The Dark Knight Rises is very close to being a masterpiece. All of the characters and their storylines make sense. The main thing I like about this final film is that you see more Bruce Wayne than Batman. Bruce has essentially let himself go following the death of Rachel Dawes in The Dark Knight. It was an absolute joy to see Christian Bale play Bruce Wayne as a vulnerable person. He was completely out of practice of being Batman and watching him retrain himself was fascinating.
Anne Hathaway as Catwoman is a revelation. She is seductive without being overly flirtatious and had the physical skills to take down anyone who confronted her.
The real heart of this film is Sir Michael Caine as Alfred Pennyworth. Alfred confronts Bruce Wayne about becoming Batman again and there is a real sadness to Alfred because Bruce is like a son to him. Alfred ends up giving this speech to Bruce in an effort to convince him not to become Batman and his speech moved me to tears.

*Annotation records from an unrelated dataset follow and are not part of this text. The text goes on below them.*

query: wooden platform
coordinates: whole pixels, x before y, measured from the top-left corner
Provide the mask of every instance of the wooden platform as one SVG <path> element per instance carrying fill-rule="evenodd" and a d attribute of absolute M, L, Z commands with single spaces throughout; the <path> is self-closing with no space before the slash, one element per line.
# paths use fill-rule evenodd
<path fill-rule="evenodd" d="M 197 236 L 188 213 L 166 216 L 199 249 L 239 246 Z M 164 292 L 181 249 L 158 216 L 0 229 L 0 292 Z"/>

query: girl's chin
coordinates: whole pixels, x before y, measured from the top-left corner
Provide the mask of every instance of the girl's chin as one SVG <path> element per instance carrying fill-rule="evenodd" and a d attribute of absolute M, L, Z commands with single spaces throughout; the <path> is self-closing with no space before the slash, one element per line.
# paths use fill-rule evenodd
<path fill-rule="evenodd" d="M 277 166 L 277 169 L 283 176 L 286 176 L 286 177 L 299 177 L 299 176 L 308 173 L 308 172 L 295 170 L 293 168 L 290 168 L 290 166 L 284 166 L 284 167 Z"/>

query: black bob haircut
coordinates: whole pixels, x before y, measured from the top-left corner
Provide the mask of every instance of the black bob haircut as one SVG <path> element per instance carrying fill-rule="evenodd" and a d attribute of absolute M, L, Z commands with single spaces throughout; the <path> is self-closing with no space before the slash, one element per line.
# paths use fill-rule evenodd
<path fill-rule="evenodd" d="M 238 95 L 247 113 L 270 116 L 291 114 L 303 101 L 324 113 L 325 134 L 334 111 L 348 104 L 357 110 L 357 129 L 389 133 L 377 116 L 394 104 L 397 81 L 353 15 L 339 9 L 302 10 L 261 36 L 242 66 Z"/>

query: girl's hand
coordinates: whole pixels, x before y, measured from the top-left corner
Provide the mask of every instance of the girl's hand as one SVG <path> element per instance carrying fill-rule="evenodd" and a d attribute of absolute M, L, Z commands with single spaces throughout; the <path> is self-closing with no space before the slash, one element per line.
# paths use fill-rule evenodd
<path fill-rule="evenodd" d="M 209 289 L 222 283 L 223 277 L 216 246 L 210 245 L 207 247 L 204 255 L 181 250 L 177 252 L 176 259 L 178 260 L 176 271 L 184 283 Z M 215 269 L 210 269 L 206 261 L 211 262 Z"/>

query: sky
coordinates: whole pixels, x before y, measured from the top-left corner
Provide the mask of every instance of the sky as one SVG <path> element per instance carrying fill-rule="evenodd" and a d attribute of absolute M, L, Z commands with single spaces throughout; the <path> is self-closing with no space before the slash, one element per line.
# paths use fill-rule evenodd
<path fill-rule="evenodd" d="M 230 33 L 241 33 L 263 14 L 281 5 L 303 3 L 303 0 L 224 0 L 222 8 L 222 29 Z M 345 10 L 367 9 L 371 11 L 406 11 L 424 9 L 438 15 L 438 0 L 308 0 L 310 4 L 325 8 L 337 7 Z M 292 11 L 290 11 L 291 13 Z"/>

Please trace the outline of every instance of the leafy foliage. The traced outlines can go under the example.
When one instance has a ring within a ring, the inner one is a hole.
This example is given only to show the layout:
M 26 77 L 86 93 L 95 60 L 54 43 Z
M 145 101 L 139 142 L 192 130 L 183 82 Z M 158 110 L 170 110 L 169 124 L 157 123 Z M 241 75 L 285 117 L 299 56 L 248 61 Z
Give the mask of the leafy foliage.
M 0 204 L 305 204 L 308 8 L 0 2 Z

The only negative of this film is that while Bruce Wayne has motivations for being Batman again, the film failed to explore what he really wants for his life. I am not sure whether Bruce is okay with not being Batman. I feel like John Blake (Joseph-Gordon-Levitt) did a better job at being what Batman stands for than Bruce Wayne did.
There’s some thematic subtext in the film that references the occupy Wall Street movement, which is a nice way to tackle Bane’s motivations for destroying Gotham City, but it also hinders us from knowing Bane as a person before his injury. In fact, I think his origin story comes too late into the film’s third act for us to have the correct amount of sympathy for him. Regardless of the fact that Bane lacks humanity, the actions he performed before his injury make him a highly sympathetic villain.
In short, go see this movie as often as possible because it shows that strong characters and a story with a message can make for a very satisfying conclusion to a superhero trilogy.